Bu yazımızda, TDK ve Birlisan’ı esas alarak adabımuaşeret birleşik kelimesinin kökenine, anlamına ve cümle içindeki kullanımına odaklanacağız. Öncelikle, dilimizde yaygın olarak kullanılan adabımuaşeret kelimesinin, Arapça kökenli olan adap ve muaşeret sözcüklerinin Arapça dil bilgisi kurallarına göre bir araya getirilmesiyle oluşturulduğunu söyleyebiliriz. Cümlede isim görevinde kullanılan adap, “töre ya da yol yordam” gibi anlamlara; cümlede isim (eskimiş) görevinde kullanılan muaşeret sözcüğü ise “birbiriyle toplumsal ilişkiler içinde bulunma” anlamına gelmektedir. Aşağıda, bu iki sözcüğün kullanımına ilişkin örnekler yer almaktadır.

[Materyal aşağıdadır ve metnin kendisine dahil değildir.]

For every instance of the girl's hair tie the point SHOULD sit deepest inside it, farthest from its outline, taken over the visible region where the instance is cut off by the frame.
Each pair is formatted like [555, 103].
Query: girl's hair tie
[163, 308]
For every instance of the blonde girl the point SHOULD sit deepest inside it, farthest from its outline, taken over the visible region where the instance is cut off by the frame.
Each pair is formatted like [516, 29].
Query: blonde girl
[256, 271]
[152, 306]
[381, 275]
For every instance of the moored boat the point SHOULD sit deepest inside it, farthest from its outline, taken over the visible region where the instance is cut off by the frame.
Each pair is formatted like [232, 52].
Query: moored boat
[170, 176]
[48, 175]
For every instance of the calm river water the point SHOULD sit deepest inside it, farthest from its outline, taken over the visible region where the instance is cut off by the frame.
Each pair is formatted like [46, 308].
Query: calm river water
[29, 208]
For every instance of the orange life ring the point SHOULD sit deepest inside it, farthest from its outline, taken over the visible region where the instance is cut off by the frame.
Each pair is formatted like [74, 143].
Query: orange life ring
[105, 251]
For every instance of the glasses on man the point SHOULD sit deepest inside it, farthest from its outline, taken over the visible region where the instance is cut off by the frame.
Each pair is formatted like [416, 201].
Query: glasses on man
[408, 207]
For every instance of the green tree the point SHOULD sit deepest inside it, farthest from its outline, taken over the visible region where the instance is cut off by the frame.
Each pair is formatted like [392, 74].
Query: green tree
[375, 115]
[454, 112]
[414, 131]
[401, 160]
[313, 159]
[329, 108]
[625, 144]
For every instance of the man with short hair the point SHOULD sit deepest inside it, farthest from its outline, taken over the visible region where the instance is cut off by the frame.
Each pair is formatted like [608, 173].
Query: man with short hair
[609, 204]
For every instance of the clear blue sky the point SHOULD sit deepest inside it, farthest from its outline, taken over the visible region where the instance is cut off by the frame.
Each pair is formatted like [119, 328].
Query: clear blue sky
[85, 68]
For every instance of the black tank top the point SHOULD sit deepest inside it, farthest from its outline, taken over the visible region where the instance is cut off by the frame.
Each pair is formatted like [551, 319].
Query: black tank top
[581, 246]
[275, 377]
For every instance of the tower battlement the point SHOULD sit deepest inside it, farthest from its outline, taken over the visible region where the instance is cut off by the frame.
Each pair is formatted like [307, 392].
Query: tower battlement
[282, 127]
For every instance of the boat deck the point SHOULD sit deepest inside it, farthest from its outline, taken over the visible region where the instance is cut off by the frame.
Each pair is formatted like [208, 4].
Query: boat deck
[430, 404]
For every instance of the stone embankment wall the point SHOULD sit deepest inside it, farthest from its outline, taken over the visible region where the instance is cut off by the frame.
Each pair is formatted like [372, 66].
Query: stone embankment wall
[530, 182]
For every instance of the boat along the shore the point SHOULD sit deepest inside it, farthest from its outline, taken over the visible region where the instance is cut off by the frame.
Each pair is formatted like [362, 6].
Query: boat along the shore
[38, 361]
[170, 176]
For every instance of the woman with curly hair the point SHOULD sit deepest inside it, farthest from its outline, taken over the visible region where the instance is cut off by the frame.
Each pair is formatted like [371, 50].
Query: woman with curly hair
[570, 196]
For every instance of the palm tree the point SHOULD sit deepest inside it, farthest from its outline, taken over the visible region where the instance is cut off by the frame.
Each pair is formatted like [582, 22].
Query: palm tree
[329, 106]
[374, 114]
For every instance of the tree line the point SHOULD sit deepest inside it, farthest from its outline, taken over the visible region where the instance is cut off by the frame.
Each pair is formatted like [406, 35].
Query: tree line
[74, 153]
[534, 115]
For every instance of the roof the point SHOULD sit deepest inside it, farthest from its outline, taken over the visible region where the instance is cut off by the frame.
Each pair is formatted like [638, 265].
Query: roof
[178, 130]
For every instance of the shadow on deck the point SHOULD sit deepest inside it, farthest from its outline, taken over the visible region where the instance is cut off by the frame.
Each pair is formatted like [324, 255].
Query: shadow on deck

Örnek 1: Edebiyatın da kendine mahsus adabı var. (Orhan Veli Kanık)
Örnek 2: Biz bu farkın muaşeretten üsluba, insan ve zevke kadar derinleştiğine inanıyoruz. (Ahmet Hamdi Tanpınar)
Peki, adabımuaşeret ne demek? Adabımuaşeret ne anlama geliyor? Sözlüğe baktığımızda adabımuaşeret birleşik kelimesinin cümlede isim görevinde kullanıldığını ve “bir topluma özgü, saygı ve incelik davranışları” anlamını barındırdığını görmekteyiz. Bu birleşik kelimenin eş anlamlılarının görgü kuralları ve muaşeret adabı olduğunu belirtmekte fayda var. Aşağıdaki cümle, adabımuaşeret kelimesinin kullanımını örneklemektedir.
Örnek 3: Sen de ortaya bir adabımuaşeret meselesi atma! (Peyami Safa)
Zaman zaman, adabımuaşeret kelimesinin “adab-ı muaşeret veya adabı muaşeret” şeklinde yazıldığına tanık olmaktayız. Bu ve buna benzer yazım yanlışlarını en aza indirmek için TDK başta olmak üzere referans niteliğindeki kaynaklara başvurabileceğimizi unutmayalım.